For years, Google (or any other search engine) has been the main gateway for people to discover websites and other content. The Browser Company, which makes the Arc Browser, is on a quest to change that by building an AI that surfs the web for you and gets you the results while bypassing search engines.

The company laid out its product roadmap, which talks about releasing a new tool in the next few months where you can tell the browser what you are looking for and it will present you relevant information by automatically crawling the web.

In a video released today, Josh Miller, the co-founder and CEO of the company, shows that users will be able to type something like “Reservation for two people at either Llama Inn or Kings Imperial,” and the browser will return results with available time slots — that will be available in the coming months. Then users can reserve a table by going to a particular website with one click.

The product plan

The company has already started some of this work. The company said only some of these features use LLMs, but they all work in an effort to “bring the internet to you.”

Earlier this week, it released a new iPhone web browser app called Arc Search. The app has a “browse for me” feature, which reads at least six links related to the topic and creates a new webpage with photos and videos while summarizing the information.

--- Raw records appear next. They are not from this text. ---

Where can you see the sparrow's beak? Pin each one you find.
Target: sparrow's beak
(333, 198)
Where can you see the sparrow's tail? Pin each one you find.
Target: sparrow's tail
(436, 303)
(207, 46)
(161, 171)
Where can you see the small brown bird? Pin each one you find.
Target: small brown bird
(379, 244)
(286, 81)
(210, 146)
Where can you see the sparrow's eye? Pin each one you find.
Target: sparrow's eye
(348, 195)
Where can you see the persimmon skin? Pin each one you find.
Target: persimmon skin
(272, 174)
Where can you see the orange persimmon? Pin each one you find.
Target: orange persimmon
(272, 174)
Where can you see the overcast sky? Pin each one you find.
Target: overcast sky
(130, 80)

Image Credits: Screenshot by TechCrunch

Arc’s new iPhone browser wants to be your search companion

Today, the startup is releasing a feature named “instant links,” which directly takes you to a link rather than returning results from the search engine. For instance, if you search for “Gladiator 2 trailer,” the new feature will directly take you to the trailer on YouTube. This also works on folders, so if you search for something like “Folder of Apple Vision Pro reviews” it will create a folder with stories of Vision Pro reviews from different publications.

Later this month, the company will release a “Live Folder” feature. It will work just like folders, but these folders will be automatically updated when an event like a new blog post occurs. In the video, Miller also shows that you can update filters for folders. Examples include a new story about a topic, or someone mentioning you in the Linear issue tracking tool. It sounds like a mixture of reading RSS feeds and page updates, but we don’t know if it can track changes on a page.

The story arc

Browsers typically make money by making deals with search engines, having their own ad stacks or, in some cases, offering subscriptions. The Browser Company argues that Chrome and other browsers are aligned to have you make more searches so there is more ad money flowing. So it wants to cut the middlepersons and serve you results directly.

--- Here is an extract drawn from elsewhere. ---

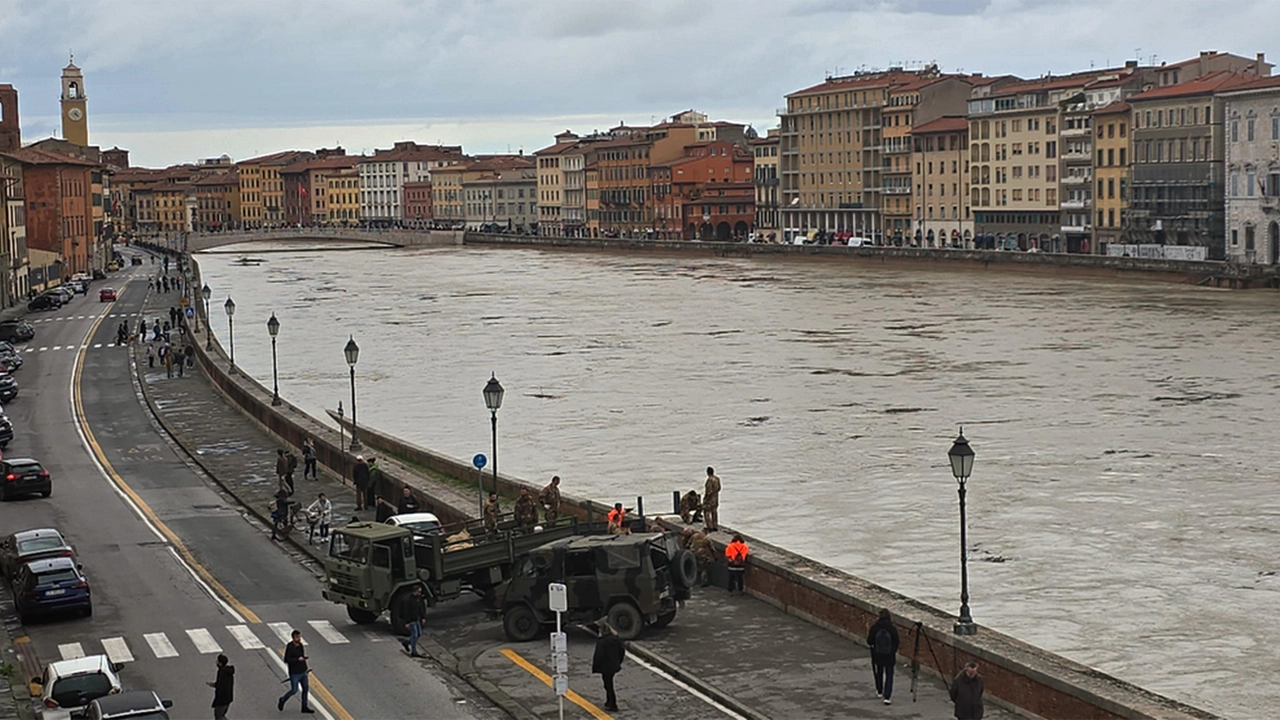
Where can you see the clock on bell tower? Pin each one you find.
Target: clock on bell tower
(74, 118)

Arc Browser wants to change how we browse the web and get results quickly. It also is trying to use AI agents in a different way by not sticking them in a sidebar to write posts. In October 2023, the company released new AI features including renaming tabs and downloaded files and showing a preview summary of a link.

On the flip side, as the role of AI-powered agents rises on the internet, there are questions about how you return value to publishers and blogs whose content you are fetching and summarizing.

Last year, in a video, the company said that it would never sell user data to third parties for money. But it will explore avenues such as Arc for Teams. But it hasn’t announced anything yet.

There is also a debate to be had about how AI selects the “best” results. For different people, the preference might be different and the result may not be the best for them.

Given the rise in popularity of LLMs, startups like OpenAI and Perplexity are pushing people toward getting answers on their platforms. Search players like Google, Microsoft and DuckDuckGo have also leaned into AI-powered search. So Arc feels that the time is ripe to put a new search method in your web browser.